Using the example config from the SOAPdenovo website, I created a config file for these data sets.
[LIB] #maximal read length max_rd_len=100 #average insert size avg_ins=500 #if sequence needs to be reversed reverse_seq=0 #in which part(s) the reads are used asm_flags=3 #in which order the reads are used while scaffolding rank=1 #fastq files q1=/path/to/your/workdir/pdom-500bp-1.fq q2=/path/to/your/workdir/pdom-500bp-2.fq [LIB] max_rd_len=35 avg_ins=3000 reverse_seq=0 asm_flags=3 rank=2 q1=/path/to/your/workdir/pdom-3kb-1.fq q2=/path/to/your/workdir/pdom-3kb-2.fq
With your config file prepped, you could run SOAPdenovo as follows.
module load soapdenovo2 time SOAPdenovo-63mer all -s soap.cnf -K 27 -o output-dir
However, remember that we cannot run jobs on the interactive node. We have to create a launch script and submit it to the queue for execution. Here is an example launch script.
#!/bin/bash #PBS -N AssemblyExercise1 #PBS -l nodes=1:ppn=32,walltime=4:00:00,vmem=500gb #PBS -k oe #PBS -q shared #PBS -m bea #PBS -M youremail@indiana.edu module load soapdenovo2 WORKDIR=/path/to/your/workdir/ SOAPdenovo-63mer all -s $WORKDIR/soap.cnf -K 27 -p 32 -o $WORKDIR/output-dir
With your config file and launch script in place, you can submit your job like so.
qsub run-soapdenovo.sh
In class we discussed using Mason's interactive queue to troubleshoot and test your jobs.
This is often a good idea for any task you need to do, not just this exercise.
Once you have your launch script, data files, and any other configuration files in place, you can use qsub
to request an interactive session.
You probably want to run the command with a tmux terminal–otherwise you will have to keep your terminal open until the session begins.
If you use the command below, Mason will send you an email when your session begins, so you can close your terminal and log out if you need to.
Usually you want to request an interactive session with much small resource requests so that you will not have to wait as long in the queue. Instead of requesting all 32 processors for a node, request 4 or 8 or 16. Also, you probably won't need more than 30-60 minutes to troubleshoot, so requesting a shorter walltime will also reduce your waiting time in the queue.

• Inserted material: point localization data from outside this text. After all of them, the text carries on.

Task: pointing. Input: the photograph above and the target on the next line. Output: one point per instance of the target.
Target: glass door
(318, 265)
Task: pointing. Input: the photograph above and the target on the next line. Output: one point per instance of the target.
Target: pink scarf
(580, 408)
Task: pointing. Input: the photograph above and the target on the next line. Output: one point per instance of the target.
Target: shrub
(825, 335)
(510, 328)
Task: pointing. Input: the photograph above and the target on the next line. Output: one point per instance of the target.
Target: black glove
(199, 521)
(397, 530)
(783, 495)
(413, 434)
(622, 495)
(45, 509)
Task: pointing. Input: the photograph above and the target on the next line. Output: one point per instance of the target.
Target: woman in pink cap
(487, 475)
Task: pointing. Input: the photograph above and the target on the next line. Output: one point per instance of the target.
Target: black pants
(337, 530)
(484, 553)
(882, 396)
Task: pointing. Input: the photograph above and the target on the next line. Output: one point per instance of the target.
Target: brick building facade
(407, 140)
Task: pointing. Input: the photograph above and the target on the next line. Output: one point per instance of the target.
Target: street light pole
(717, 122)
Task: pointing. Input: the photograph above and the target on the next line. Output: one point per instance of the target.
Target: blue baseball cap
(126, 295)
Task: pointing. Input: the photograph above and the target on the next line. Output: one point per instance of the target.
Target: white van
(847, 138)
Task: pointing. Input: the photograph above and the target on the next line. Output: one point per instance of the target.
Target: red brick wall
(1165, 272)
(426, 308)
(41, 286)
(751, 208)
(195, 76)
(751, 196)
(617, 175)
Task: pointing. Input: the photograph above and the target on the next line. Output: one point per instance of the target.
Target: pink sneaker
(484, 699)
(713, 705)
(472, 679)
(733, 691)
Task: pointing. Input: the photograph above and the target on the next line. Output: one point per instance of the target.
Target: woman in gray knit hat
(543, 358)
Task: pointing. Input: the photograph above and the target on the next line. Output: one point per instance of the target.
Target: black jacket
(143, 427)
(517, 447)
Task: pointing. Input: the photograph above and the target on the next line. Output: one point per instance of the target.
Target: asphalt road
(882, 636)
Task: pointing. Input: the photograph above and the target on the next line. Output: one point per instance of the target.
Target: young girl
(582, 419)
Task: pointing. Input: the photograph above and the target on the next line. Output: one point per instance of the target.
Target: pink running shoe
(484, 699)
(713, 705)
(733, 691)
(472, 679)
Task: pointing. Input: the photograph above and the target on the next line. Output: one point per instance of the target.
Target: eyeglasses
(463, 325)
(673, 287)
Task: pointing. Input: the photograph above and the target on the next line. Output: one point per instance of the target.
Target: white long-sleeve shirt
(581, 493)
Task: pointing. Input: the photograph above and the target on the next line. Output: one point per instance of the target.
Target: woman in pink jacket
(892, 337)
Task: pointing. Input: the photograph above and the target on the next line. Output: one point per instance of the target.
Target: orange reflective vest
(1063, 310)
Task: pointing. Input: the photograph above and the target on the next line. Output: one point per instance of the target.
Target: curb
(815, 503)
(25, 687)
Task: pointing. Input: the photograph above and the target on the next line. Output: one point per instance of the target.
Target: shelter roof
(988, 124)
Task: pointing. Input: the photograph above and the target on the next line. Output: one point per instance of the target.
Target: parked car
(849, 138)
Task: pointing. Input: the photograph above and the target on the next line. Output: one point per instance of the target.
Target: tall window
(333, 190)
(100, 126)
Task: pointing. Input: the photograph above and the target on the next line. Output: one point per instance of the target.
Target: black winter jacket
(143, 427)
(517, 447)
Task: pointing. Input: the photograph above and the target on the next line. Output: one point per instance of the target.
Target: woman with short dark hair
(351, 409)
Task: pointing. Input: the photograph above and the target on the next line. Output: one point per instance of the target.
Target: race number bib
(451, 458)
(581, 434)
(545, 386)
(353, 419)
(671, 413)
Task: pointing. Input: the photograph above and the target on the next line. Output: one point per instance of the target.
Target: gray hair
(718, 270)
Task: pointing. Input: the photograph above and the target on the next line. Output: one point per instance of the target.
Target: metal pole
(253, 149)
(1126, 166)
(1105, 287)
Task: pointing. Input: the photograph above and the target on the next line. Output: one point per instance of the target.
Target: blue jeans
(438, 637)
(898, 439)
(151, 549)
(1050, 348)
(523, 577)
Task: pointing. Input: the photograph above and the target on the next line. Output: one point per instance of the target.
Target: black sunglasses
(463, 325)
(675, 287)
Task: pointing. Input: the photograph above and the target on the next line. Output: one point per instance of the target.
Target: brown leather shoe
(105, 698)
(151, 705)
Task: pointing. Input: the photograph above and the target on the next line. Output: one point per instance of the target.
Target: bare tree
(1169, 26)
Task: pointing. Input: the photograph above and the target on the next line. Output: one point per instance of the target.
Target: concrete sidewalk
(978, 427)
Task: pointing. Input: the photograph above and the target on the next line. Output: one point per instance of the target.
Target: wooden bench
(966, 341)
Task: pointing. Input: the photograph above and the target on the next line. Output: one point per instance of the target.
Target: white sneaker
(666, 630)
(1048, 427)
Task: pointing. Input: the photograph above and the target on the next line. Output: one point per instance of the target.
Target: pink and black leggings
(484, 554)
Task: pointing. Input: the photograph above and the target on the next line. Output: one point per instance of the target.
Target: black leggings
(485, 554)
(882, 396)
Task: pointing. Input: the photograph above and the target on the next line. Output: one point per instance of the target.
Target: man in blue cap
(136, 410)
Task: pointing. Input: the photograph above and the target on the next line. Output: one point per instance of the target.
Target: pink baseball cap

qsub -I -q shared -l nodes=1:ppn=8,vmem=64gb,walltime=1:00:00 -M youremail@indiana.edu -m abe
Once the session begins, you can go to your working directory and run your launch script. If the SOAPdenovo command in your launch script uses 32 threads but you only requested 8 processors for your interactive session, make sure to change your thread count to 8 before running the script.
bash run-soapdenovo.sh
If there is a problem with your launch script or your config file, the command will probably fail right away. You can then use the error message to try to fix the problem and try again. Once the command runs for 5-10 minutes without an error, you can be confident that everything is probably OK. You can then use ctrl-c to cancel the job, type “exit” to close your interactive session, and then submit your job to the queue with qsub.